= Deutsche Gesellschaft für Vorgeschichte =

The Deutsche Gesellschaft für Vorgeschichte (DGV) (German Society for Prehistory) was a society founded in 1909 by Gustaf Kossinna with the participation of Hans Hahne, Wilhelm Ohnesorge and others. The organization was committed to national prehistory and early history research and to providing a broad basis for German Archeology as a discipline with a historical goal. In its first year the first edition of the magazine Mannus was published. In 1913, at a special general meeting, the change of name to Gesellschaft für Deutschen Vorgeschichte (GDV) was approved by a large majority. After Kossinna's death, Alfred Götze initially took over the leadership of the society. In 1933, in the course of Gleichschaltung, the board decided to "expand" itself to the Reichsbund für Deutsche Vorgeschichte at the request of Hans Reinerth. This decision was confirmed a year later by the General Assembly. Also in 1934 Reinerth became leader (Bundesführer) of the Reichsbund.

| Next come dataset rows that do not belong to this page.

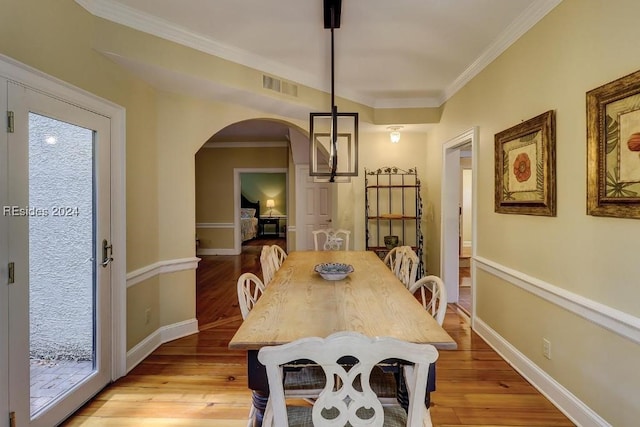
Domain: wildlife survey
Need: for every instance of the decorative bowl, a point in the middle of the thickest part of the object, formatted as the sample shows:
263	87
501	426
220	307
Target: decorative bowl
333	270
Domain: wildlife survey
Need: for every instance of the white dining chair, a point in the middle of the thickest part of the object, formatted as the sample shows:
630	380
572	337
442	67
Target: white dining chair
267	264
391	260
407	268
279	255
250	287
433	296
347	396
334	240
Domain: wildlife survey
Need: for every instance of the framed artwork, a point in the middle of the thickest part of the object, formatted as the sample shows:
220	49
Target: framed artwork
613	148
525	167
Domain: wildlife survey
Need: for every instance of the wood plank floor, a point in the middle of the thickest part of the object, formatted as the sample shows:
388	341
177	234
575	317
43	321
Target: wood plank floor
197	381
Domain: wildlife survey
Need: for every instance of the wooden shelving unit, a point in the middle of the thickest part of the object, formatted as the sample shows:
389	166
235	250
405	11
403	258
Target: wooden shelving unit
393	208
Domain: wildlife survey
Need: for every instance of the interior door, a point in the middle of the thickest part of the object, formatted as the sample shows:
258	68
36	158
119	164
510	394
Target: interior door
316	208
58	216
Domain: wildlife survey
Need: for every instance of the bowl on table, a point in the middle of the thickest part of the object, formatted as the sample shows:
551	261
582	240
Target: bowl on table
333	270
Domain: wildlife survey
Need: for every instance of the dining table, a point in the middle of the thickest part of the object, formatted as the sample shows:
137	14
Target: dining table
299	303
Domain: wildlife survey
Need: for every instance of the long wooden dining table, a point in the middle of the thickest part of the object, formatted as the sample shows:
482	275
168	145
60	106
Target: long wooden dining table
299	303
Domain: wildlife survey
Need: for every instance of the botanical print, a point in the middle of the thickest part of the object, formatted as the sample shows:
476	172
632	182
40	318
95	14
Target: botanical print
623	148
523	168
630	146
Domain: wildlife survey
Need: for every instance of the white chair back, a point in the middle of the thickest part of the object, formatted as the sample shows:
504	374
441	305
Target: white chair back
334	240
279	255
433	296
250	287
347	396
407	269
391	260
267	264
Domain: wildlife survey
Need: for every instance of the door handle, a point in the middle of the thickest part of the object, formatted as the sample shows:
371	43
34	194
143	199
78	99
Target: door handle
107	252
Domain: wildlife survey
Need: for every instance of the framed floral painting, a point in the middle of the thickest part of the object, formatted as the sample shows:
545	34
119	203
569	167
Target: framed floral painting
525	167
613	148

In 1968, the society was re-founded as the Gesellschaft für Vor- und Frühgeschichte (Bonn) by Bolko von Richthofen. He again published a periodical called Mannus. The members, who are mainly associated with right to far-right extremist views, included, among others the "Atlantis Researchers" Jürgen Spanuth, Herman Wirth, and Haye W. Hansen. "Mannus" was discontinued in 1994 after 24 issues.